For what values of n is $\phi(n)=n$ true? Just looking at tables of values it seems that $\phi(n)=n$ is true only for $n=0,1$ but I cannot come up with how to prove this.

I realize that the value of $\phi(0)$ is not really well-defined (What is the Euler Totient of Zero?) but for the purpose of this question I'll assume it is.

Answer 1

First, $\varphi(n)$ is defined only for $n\ge 1$. Second, if $n=\prod\limits_{i=1}^r p_i^{r_i}$ for primes $p_1,\dots,p_r$, we have: $$\frac{\varphi(n)}n=\prod_{i=1}^r\Bigl(1-\frac1p_i\Bigr).$$ Thus, $\varphi(n)=n\iff\dfrac{\varphi(n)}n=1$ can be true if and only if $r=0$, i. e. $n=1$.

Answer 2

From the definition of $\phi(n)$ is the number of positive integers not exceeding $n$, that are relatively prime to $n$. Further, for $n>1$, we have $\gcd(n,n) = n$. Hence, for $n > 1$, we have $\phi(n) < n$. Hence, $n$ can be only $0$ or $1$.

Answer 3

yes what you said is true $\phi(n) = n$ if and only if $n=0,1$

Now actually $\phi(n) \leq n-1$ for all $n \geq 2$ and $\phi(n) = n-1$ only occurs when $n$ is prime at this case

Answer 4

Here you have another proof: For $n=p_1^{\alpha_1}p_2^{\alpha_2}\dots p_k^{\alpha_k}$ with $p_i$ prime numbers, $\phi(n)=n(1-\frac{1}{p_1})(1-\frac{1}{p_2})\dots(1-\frac{1}{p_k}) < n$ as $0<1-\frac{1}{p_i}< 1\ \forall p_i$.

Answer 5

$\varphi(n)$ is the number of integers $k$, $1 \le k \le n$, relatively prime to $n$. This gives us immediately that $\varphi(n) \le n$ for all $n$.

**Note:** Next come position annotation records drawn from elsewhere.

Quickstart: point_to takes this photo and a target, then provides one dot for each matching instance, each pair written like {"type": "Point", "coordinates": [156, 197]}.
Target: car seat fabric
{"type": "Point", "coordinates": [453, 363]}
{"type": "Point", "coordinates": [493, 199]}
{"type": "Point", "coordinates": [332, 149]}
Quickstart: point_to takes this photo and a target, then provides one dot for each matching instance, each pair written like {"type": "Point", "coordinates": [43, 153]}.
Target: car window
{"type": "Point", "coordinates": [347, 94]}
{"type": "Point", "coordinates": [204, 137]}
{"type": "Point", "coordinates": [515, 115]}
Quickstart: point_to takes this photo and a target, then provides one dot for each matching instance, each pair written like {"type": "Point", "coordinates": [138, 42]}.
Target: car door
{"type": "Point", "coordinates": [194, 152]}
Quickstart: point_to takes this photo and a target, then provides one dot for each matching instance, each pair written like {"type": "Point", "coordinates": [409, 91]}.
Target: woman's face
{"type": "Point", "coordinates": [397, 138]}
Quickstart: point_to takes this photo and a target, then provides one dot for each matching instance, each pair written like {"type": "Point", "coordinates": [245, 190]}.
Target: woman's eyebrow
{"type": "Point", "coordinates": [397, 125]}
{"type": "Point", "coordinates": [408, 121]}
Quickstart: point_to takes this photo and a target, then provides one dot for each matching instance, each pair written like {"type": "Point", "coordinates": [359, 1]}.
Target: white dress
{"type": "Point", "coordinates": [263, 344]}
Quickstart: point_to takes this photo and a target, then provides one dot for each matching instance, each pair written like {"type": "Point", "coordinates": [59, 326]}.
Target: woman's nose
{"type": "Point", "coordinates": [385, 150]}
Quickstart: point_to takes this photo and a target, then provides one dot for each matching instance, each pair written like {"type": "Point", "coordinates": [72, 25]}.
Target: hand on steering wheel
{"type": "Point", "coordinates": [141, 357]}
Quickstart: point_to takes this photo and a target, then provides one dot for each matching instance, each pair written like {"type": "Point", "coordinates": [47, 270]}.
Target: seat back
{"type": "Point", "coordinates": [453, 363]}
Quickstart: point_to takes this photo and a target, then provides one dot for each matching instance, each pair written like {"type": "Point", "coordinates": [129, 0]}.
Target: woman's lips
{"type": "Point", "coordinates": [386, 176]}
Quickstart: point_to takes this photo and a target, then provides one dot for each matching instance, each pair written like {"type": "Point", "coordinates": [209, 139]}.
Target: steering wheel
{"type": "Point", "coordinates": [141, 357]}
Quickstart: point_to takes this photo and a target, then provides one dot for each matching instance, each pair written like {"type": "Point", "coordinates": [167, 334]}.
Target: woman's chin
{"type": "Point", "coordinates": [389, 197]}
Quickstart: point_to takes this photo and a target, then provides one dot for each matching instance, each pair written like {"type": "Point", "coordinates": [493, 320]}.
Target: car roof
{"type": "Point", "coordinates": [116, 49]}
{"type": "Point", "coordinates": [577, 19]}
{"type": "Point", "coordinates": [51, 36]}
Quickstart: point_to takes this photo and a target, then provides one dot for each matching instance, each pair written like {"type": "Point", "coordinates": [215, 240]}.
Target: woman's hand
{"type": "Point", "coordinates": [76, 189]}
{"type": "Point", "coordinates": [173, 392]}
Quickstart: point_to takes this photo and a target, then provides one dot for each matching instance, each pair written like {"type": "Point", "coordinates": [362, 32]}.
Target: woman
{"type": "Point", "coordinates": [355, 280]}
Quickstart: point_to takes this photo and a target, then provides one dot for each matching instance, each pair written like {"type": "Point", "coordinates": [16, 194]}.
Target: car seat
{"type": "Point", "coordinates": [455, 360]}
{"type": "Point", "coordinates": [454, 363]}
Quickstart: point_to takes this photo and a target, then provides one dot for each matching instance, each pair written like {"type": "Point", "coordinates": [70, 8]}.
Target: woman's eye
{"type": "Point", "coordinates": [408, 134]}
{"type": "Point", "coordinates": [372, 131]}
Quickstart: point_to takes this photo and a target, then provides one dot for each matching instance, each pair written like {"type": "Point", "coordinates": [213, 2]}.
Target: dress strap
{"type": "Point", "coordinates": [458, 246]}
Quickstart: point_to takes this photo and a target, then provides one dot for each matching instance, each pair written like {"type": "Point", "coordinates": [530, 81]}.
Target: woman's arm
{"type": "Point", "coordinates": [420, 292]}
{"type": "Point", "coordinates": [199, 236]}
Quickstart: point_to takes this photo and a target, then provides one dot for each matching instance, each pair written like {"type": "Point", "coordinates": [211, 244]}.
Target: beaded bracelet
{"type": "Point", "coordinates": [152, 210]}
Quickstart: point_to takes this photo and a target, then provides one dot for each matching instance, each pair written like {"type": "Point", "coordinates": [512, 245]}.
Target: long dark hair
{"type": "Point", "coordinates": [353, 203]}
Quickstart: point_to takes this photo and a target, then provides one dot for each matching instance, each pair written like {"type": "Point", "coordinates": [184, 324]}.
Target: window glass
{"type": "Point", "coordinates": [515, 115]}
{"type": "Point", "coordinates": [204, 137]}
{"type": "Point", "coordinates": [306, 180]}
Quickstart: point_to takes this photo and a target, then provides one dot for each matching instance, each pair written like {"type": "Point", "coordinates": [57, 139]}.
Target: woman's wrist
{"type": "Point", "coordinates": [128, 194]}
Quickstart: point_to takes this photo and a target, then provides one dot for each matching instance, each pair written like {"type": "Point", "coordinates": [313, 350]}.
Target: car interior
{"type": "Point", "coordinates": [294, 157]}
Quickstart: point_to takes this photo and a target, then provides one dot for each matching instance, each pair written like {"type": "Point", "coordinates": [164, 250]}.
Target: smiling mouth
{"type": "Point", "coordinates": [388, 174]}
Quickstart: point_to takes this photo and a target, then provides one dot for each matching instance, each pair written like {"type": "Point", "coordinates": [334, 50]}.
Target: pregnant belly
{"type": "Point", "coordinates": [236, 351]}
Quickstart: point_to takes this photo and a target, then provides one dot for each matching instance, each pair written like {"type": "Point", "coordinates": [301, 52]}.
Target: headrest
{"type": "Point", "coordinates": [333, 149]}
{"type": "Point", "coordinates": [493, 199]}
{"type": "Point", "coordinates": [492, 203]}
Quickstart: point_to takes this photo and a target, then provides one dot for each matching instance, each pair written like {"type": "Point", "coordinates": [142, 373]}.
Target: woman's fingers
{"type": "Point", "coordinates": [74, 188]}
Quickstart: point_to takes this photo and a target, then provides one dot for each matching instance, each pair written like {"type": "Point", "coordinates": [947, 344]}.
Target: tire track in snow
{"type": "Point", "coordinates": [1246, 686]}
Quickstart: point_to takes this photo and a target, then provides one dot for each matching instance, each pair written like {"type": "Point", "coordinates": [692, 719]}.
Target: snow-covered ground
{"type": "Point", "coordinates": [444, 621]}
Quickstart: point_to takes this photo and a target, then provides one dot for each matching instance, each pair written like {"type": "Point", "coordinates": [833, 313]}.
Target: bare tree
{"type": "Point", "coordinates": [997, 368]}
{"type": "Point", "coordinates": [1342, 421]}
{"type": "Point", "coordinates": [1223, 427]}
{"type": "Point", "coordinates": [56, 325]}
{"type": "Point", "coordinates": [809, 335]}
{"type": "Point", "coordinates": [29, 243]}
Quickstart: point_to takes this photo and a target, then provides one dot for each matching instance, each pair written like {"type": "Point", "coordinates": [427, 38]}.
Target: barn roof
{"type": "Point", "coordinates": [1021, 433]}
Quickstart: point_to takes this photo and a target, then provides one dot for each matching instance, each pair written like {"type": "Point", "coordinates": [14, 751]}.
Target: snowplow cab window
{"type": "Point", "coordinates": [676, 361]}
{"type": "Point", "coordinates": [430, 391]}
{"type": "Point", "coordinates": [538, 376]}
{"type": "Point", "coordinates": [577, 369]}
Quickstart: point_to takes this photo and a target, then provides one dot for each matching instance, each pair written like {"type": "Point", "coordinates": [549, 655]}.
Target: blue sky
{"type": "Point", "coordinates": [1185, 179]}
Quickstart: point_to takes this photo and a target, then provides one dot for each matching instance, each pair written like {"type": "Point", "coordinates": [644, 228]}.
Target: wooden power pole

But for $n \ge 2$, $n$ is not relatively prime to itself, so we have that $\varphi(n)$ is equivalent to the number of integers $k$, $1 \le k \le n-1$, relatively prime to $n$. Thus $\varphi(n) \le n-1$ for $n \ge 2$. In particular, the only solution to $\varphi(n) = n$ is $n = 1$. ($\varphi(0)$ is not usually defined.)

Answer 6

By definition, $\phi(n)<n$ for $n\ge 2$ since, $(n,n)=n$.